The UNITED NATIONS BUILDING IN ABUJA after the bomb blast
- As reported by thewillnigeria.com August 26th 2011 will for a long time to come remain the darkest day in Nigeria’s international history because of the fact that it was on this day that a suspected lone suicide bomber carried out a successful terrorist attack on the premises of the United Nations in Abuja.
- Even as most Nigerians and international observers have expressed sadness over this unfortunate event that portrayed Nigeria in very bad light, some few media observers have passed judgment on what they considered as less than professional coverage of the dastardly incident by the publicly funded Nigerian Television Authority. Simon Kolawole of Thisday and another in-house opinion writer in The Guardian were among the frontline media observers that expressed consternation over the nature of ‘restrictive’ coverage of the terrorism attack of August 26th 2011 in Abuja by the Nigerian Television Authority.
- However Aljazeera borrowed the recording of that dastardly terrorist incident from the Nigerian Television Authority because the logo of the NTA could be seen conspicuously on the screen.
- An authoritative source conversant with the broadcasting industry in the country informed me that the news directorate of the Nigerian Television Authority broke the news of that August 26th 2011 terrorist attack on the United Nations House and the television station kept their viewers updated as events continued to unfold.The reliable source told me that he is in the know that the NTA news directorate deployed their best hands in the news crew which headed to the bombed United Nations office and that the first ever telecast of the event was shown by 12pm news of the Nigerian Television Authority.

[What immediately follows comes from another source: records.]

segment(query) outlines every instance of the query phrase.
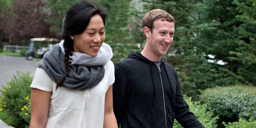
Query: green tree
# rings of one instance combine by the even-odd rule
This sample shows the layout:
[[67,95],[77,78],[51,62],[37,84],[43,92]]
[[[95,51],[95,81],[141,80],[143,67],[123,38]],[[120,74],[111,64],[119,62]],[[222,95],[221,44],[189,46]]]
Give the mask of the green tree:
[[[225,84],[236,82],[255,84],[255,0],[204,0],[207,7],[200,15],[205,23],[216,24],[215,29],[203,29],[199,36],[200,49],[214,55]],[[220,82],[221,83],[221,82]]]
[[1,11],[0,19],[4,34],[11,44],[28,45],[31,38],[50,36],[49,26],[44,21],[48,16],[45,0],[15,0],[11,3],[12,7]]

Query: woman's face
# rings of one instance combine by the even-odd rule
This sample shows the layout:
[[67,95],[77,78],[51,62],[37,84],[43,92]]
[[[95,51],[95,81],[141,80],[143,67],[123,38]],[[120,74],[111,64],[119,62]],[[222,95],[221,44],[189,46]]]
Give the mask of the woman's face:
[[102,19],[99,14],[94,15],[82,33],[71,37],[74,38],[75,52],[96,56],[106,38]]

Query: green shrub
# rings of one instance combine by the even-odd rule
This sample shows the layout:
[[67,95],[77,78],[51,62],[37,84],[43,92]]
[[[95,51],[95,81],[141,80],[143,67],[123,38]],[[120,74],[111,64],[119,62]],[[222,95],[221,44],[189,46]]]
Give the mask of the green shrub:
[[[184,99],[190,106],[190,111],[195,114],[197,119],[205,128],[216,128],[218,116],[214,117],[212,112],[207,110],[209,108],[206,104],[201,104],[199,102],[192,102],[192,98],[184,95]],[[175,119],[174,128],[183,128]]]
[[26,128],[30,121],[30,85],[33,77],[29,72],[17,71],[18,77],[7,82],[7,86],[0,90],[0,118],[15,128]]
[[238,121],[233,123],[229,122],[227,124],[223,122],[223,125],[226,128],[255,128],[256,126],[256,120],[253,120],[253,118],[251,117],[249,121],[243,118],[240,118]]
[[234,122],[240,118],[256,119],[256,87],[236,85],[218,86],[202,91],[202,103],[209,104],[215,116],[219,115],[217,124]]

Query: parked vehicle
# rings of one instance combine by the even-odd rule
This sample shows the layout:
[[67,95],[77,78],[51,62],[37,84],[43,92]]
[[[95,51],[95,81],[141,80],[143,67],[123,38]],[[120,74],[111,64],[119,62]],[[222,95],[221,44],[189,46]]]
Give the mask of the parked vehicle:
[[30,39],[30,41],[29,50],[25,53],[25,57],[27,60],[32,60],[33,58],[42,58],[45,53],[51,50],[55,43],[59,42],[59,40],[35,38]]

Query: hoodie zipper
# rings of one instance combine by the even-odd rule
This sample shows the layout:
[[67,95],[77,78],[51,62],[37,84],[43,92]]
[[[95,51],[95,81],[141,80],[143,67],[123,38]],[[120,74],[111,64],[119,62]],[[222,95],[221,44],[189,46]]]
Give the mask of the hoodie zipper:
[[167,119],[166,118],[166,102],[164,98],[164,93],[163,91],[163,81],[162,80],[162,76],[161,75],[161,69],[160,67],[158,67],[159,69],[159,74],[160,77],[160,81],[161,82],[161,85],[162,86],[162,93],[163,93],[163,108],[164,109],[164,115],[166,119],[166,128],[167,128]]

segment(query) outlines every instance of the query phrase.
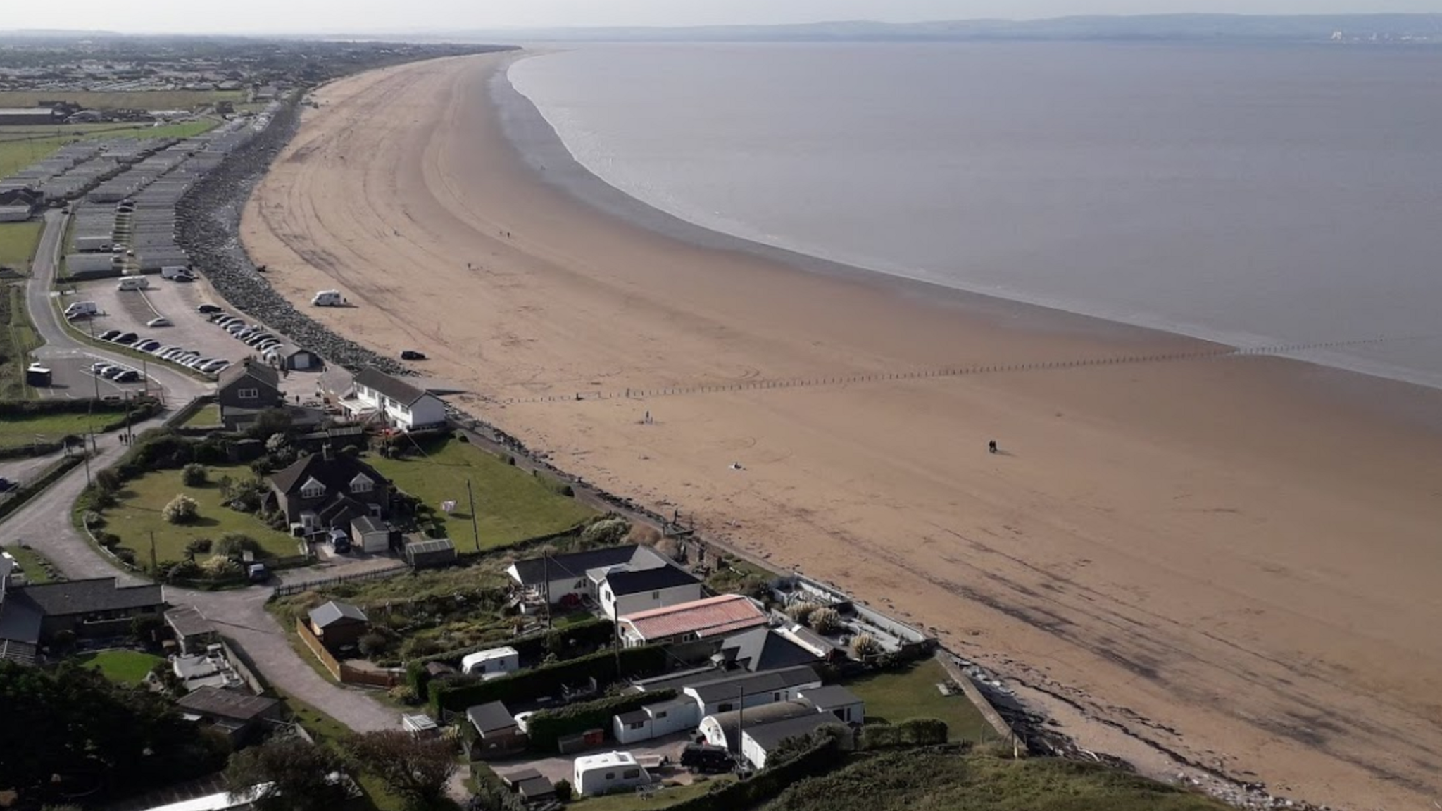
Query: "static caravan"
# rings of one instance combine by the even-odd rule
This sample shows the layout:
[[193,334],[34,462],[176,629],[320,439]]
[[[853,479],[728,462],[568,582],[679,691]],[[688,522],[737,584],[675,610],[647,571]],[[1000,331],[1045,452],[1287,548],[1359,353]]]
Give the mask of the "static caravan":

- On the allegation that NTA edited out some sensitive scenes of persons killed by the bomb blast, I was informed that it was a deliberate decision not to show images that are emotionally offensive but the catastrophe was shown to the audience of the NTA without fundamentally tinkering with the substance of that unfortunate event by way of over editing.
- There is a strict legal framework regulating media contents of broadcasting stations as stipulated by the National Broadcasting Commission
- Specifically, article 3.10 of the Nigerian Broadcasting Code talks about coverage of violence, cruelty, pain and horror. Article 3.10.1 provides that ; “broadcasting is highly susceptible to imitation especially by children. Therefore, the portrayal of violence, cruelty, pain and horror that has the potential of causing moral or psychological harm shall not be broadcast before the watershed time-belt of 9.00pm. The bomb attack occurred around 10 am on August 26th 2011 and all Nigerian Television Stations are obliged by law not to glamorize violence but to report the event nevertheless which it did in the best professional manner.
- Article 3.10.2 of the code provides thus; “A programme portraying excessive pain, physical violence or horror shall not be broadcast, unless relevant to character development or to the advancement of the theme or plot; even so, graphic and gory details shall be avoided”.